Trois personnes ont été tuées dimanche dans des frappes israéliennes sur la banlieue sud de Beyrouth, une attaque dont l'Iran a averti qu'elle ne resterait pas «impunie» et compromettait les négociations de paix avec Washington.
Israël a dit avoir mené ces frappes, les deuxièmes en une semaine, en riposte à des tirs du Hezbollah sur le nord de son territoire.
L'Iran, qui a prévenu Israël que viser la capitale libanaise constituait une ligne rouge, avait tiré des missiles contre ce pays ennemi après les bombardements de dimanche, s'attirant une riposte israélienne. Les deux parties avaient mis fin lundi aux hostilités à l'appel de Donald Trump.
Le Premier ministre israélien, Benjamin Netanyahou, a annoncé des frappes «dans le quartier de la Dahiyé, à Beyrouth (...) en réponse aux tirs du Hezbollah en direction du territoire israélien», dans un bref communiqué, ajoutant que «Israël ne tolèrerait aucune attaque sur son territoire».

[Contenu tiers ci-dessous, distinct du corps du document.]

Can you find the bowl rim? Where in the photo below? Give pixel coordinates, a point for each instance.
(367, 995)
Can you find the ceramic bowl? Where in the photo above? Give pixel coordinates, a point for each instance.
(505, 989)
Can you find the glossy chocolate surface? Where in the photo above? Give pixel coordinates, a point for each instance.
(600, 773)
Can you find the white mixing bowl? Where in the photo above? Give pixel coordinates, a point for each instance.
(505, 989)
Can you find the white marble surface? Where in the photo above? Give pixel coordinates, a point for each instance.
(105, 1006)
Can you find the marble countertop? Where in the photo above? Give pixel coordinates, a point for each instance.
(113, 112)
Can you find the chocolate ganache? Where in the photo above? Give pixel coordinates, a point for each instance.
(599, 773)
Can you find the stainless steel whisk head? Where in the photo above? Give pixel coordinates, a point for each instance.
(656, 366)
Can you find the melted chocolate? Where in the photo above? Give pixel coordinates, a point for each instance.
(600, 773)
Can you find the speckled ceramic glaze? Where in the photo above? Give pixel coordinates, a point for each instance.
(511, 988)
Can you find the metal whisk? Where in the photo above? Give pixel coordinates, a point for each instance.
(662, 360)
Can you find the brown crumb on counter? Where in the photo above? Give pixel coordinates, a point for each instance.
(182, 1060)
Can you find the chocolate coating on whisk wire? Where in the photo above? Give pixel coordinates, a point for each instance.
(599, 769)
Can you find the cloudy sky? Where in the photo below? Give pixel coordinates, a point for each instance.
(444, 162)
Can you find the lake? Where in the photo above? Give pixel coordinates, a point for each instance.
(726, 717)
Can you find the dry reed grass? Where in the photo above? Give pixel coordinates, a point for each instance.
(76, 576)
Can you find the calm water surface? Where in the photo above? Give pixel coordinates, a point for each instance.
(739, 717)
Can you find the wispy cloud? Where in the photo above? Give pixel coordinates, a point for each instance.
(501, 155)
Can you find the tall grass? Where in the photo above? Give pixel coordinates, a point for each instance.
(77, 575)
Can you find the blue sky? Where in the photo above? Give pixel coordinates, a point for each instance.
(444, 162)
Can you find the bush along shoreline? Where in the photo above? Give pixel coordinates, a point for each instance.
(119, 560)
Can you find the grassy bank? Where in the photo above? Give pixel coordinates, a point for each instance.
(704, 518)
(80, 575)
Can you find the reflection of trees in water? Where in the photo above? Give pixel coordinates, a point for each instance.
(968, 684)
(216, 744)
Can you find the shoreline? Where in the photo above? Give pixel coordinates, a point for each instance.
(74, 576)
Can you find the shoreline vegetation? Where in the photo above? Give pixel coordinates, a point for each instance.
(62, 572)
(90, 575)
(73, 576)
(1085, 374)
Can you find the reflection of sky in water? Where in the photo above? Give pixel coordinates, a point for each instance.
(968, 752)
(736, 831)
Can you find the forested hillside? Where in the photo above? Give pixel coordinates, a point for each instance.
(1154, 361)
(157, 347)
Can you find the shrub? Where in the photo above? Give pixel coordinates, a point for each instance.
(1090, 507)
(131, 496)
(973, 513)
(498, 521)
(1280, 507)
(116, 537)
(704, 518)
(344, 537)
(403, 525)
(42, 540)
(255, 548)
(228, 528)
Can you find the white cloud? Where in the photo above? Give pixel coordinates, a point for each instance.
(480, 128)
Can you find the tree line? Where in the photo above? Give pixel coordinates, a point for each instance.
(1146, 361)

Le Hezbollah a revendiqué dimanche plusieurs attaques contre des soldats israéliens dans le sud du Liban, mais sans faire état à ce stade d'attaques contre le nord d'Israël.
L'armée israélienne a indiqué avoir «frappé avec précision» un centre de commandement du mouvement chiite pro-iranien.
Des débris recouvraient la rue, commerçante de Ghobeiry, où des habitants fouillaient les décombres dans un climat de panique.
«Ces crimes ne resteront pas impunis»
Trois corps ont été dégagés des décombres, tandis que 16 blessés ont été hospitalisés, selon le ministère de la Santé.
«Il ne fait aucun doute que ces crimes ne resteront pas impunis», a réagi à Téhéran le général Mohammad-Jafar Assadi, vice-responsable du commandement interarmées iranien, cité par l'agence Defa Press, spécialisée dans les questions militaires, et repris par les médias iraniens.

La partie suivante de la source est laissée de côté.